Setback to Govt Day Before Election as SC Allows Classified Papers to be Used in Rafale Review Petitions
A three-judge bench, headed by Chief Justice of India Ranjan Gogoi, decided by unanimity that the new documents will be relied upon by the top court while adjudicating the bunch of review petitions.
A Rafale fighter jet takes off from France's Charles de Gaulle aircraft carrier. (File Photo/Reuters)
New Delhi: In a setback for the Centre, the Supreme Court on Wednesday dismissed the government’s objections regarding certain ‘classified’ documents in the public domain which had raised several questions over the Rafale deal.
A three-judge bench, headed by Chief Justice of India Ranjan Gogoi, decided by unanimity that the new documents will be relied upon by the top court while adjudicating the bunch of review petitions. The CJI and Justice KM Joseph authored separate but concurring judgments on the point.

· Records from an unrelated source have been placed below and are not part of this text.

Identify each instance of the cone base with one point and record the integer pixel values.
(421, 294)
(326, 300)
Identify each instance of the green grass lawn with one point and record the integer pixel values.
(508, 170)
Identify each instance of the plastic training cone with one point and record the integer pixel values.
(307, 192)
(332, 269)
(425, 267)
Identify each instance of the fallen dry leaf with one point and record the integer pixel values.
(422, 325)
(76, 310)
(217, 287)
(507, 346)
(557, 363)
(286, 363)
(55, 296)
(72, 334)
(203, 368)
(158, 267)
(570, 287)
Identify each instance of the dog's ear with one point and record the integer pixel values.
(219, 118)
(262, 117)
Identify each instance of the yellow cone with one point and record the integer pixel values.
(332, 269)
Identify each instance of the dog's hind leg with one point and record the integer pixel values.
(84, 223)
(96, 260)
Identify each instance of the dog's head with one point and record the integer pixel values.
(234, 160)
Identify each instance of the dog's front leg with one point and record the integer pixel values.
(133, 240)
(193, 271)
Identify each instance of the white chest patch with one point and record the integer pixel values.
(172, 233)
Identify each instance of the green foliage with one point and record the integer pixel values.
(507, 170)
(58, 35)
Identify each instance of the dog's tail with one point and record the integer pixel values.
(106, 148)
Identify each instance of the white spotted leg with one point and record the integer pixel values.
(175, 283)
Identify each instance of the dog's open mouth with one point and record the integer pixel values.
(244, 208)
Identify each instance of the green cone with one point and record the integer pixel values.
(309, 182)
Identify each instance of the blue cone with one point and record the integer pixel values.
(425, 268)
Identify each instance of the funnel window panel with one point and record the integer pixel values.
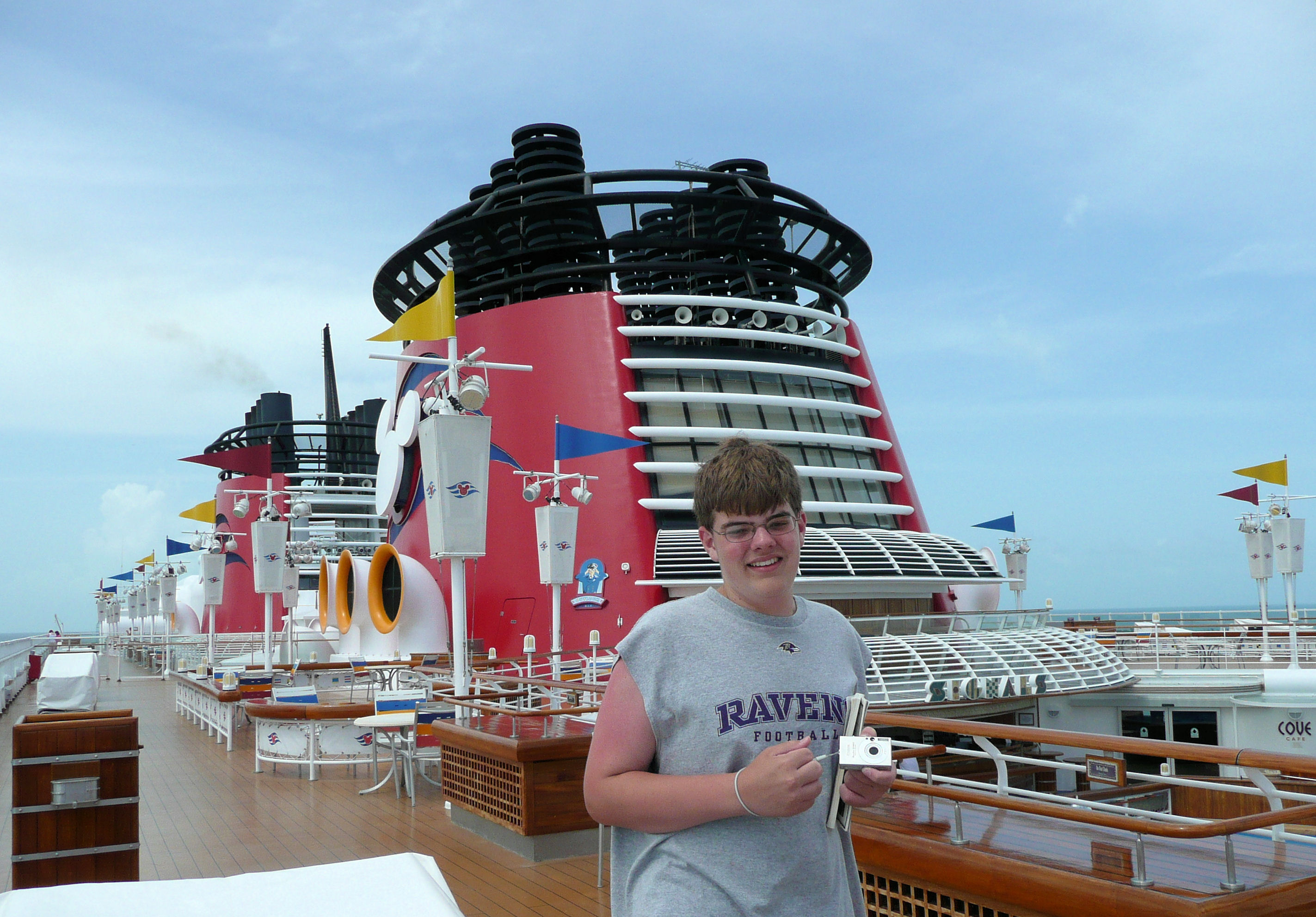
(391, 589)
(764, 416)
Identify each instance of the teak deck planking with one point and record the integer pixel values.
(204, 813)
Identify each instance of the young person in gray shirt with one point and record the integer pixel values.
(705, 754)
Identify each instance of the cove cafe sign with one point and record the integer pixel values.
(985, 689)
(1295, 726)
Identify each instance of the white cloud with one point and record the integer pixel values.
(1269, 259)
(132, 522)
(1078, 207)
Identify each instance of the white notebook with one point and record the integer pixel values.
(856, 708)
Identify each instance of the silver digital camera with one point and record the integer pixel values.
(865, 751)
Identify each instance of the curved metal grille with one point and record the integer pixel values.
(1072, 662)
(837, 552)
(545, 227)
(307, 449)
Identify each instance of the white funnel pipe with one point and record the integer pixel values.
(406, 603)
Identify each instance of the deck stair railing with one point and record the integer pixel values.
(536, 686)
(1206, 640)
(1261, 769)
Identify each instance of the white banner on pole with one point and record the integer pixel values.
(1016, 567)
(1289, 535)
(169, 595)
(554, 530)
(455, 452)
(269, 542)
(1261, 558)
(212, 578)
(291, 583)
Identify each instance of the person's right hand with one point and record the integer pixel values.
(782, 782)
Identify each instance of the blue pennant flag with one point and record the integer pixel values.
(574, 443)
(500, 455)
(1004, 524)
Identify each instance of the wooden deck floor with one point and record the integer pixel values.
(206, 813)
(1187, 869)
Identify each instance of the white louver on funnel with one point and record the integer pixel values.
(837, 556)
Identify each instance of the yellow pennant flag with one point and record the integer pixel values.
(1272, 473)
(202, 512)
(431, 320)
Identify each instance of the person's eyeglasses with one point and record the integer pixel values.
(775, 527)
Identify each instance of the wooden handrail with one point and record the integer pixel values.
(589, 687)
(1278, 761)
(1107, 820)
(514, 712)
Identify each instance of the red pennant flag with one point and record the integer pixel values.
(248, 460)
(1245, 494)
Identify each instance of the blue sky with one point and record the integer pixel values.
(1093, 233)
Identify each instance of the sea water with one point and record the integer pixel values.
(1193, 616)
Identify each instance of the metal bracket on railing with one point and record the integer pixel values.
(1140, 866)
(959, 837)
(1231, 883)
(1002, 774)
(1265, 785)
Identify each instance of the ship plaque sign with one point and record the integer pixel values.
(1106, 770)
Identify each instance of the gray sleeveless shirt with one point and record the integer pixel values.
(722, 683)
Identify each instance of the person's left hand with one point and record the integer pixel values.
(867, 786)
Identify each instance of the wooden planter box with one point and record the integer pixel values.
(85, 841)
(532, 785)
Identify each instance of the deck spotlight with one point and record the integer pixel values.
(473, 393)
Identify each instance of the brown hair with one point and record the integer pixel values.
(745, 478)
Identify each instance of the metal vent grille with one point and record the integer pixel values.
(842, 552)
(1072, 662)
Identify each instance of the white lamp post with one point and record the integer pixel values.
(455, 450)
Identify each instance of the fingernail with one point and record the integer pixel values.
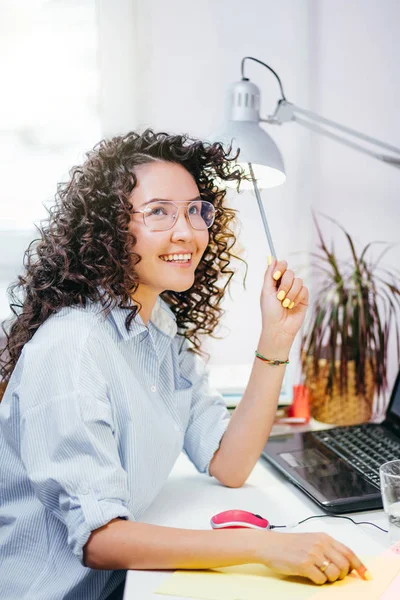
(277, 275)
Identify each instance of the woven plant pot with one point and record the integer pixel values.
(347, 408)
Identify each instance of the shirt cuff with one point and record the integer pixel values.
(92, 514)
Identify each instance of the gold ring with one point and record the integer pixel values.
(324, 565)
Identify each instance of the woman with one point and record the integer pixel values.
(105, 386)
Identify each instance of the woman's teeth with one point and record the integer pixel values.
(171, 257)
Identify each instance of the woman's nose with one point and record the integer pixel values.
(182, 228)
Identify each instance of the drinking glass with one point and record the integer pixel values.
(390, 489)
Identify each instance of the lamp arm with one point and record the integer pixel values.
(286, 111)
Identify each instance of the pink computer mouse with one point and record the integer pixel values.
(236, 519)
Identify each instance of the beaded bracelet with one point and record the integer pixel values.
(269, 361)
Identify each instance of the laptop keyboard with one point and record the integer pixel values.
(364, 448)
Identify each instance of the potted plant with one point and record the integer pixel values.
(344, 347)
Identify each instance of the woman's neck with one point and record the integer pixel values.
(147, 299)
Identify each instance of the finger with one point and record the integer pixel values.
(355, 562)
(332, 572)
(285, 284)
(279, 269)
(276, 267)
(292, 292)
(301, 298)
(339, 560)
(317, 576)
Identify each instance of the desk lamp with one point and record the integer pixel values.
(259, 155)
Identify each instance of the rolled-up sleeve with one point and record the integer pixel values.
(209, 416)
(71, 457)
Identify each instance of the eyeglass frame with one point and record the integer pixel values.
(174, 202)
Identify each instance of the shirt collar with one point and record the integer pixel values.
(161, 317)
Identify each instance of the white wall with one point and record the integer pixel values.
(190, 52)
(357, 83)
(168, 64)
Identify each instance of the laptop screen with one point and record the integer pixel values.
(394, 408)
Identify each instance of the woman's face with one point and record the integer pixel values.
(157, 273)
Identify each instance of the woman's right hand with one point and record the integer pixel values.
(314, 555)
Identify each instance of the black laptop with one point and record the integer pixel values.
(339, 468)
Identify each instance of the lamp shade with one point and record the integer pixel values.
(242, 131)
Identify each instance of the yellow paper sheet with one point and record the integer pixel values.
(256, 582)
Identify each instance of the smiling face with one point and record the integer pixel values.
(157, 270)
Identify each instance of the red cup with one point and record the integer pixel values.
(300, 407)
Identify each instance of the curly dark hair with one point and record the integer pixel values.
(85, 251)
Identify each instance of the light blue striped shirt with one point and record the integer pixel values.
(91, 424)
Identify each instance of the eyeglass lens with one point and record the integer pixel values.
(161, 215)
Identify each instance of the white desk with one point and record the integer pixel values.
(189, 500)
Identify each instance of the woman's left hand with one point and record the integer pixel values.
(284, 301)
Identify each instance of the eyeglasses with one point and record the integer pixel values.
(161, 215)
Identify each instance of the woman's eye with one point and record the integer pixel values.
(157, 212)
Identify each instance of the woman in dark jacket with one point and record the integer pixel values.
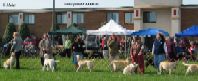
(159, 50)
(78, 49)
(137, 55)
(171, 49)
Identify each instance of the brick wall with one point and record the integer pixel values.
(189, 17)
(43, 21)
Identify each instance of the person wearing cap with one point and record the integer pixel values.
(45, 46)
(17, 47)
(67, 47)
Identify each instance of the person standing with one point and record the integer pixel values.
(17, 47)
(67, 47)
(104, 47)
(159, 50)
(77, 50)
(137, 55)
(45, 46)
(171, 49)
(113, 48)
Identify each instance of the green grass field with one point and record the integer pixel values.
(31, 71)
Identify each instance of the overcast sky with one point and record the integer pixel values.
(30, 4)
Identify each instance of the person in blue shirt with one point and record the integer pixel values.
(159, 50)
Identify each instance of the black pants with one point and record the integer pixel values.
(17, 55)
(42, 61)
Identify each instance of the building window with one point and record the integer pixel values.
(14, 19)
(78, 18)
(29, 19)
(113, 16)
(61, 18)
(149, 17)
(129, 18)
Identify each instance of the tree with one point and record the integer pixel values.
(7, 36)
(24, 31)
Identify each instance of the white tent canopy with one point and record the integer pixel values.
(110, 28)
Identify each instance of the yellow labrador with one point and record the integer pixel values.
(191, 68)
(168, 66)
(119, 64)
(83, 62)
(130, 68)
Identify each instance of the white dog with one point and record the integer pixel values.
(49, 63)
(191, 67)
(9, 63)
(83, 62)
(169, 66)
(130, 68)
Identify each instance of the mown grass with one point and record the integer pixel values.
(31, 71)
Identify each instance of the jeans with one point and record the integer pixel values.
(157, 59)
(42, 61)
(75, 61)
(17, 54)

The Supreme Court judgment assumes significance since this gives a fresh lease of life to the controversy around the Rafale deal, just a day before the first phase of polling for the Lok Sabha elections.
The Defence Ministry had earlier filed an affidavit in the apex court in connection with the fighter jet case, claiming that the documents submitted in the review petition are sensitive to national security.
On March 14, the top court had reserved its judgment and said it would decide if the “privileged” documents obtained “illegally” could be looked into. Attorney General KK Venugopal had contended the official documents related to the deal pertaining to the buying process and note of the defence minister were “stolen” and “illegally photocopied”. Those could not be relied upon as they were confidential and prohibited under the Official Secrets Act and not available under the RTI Act.
He said the matters related to the armament, war preparedness, and security of the nation were issues exempted from disclosure under the RTI Act.
Prashant Bhushan, on his part, said the documents were already in public domain in public interest. There were a lot of Supreme Court judgments which hold that public interest trumped over privilege, he said.
In its December verdict, the apex court gave the Narendra Modi government a clean chit over the deal despite the Opposition’s allegations of corruption.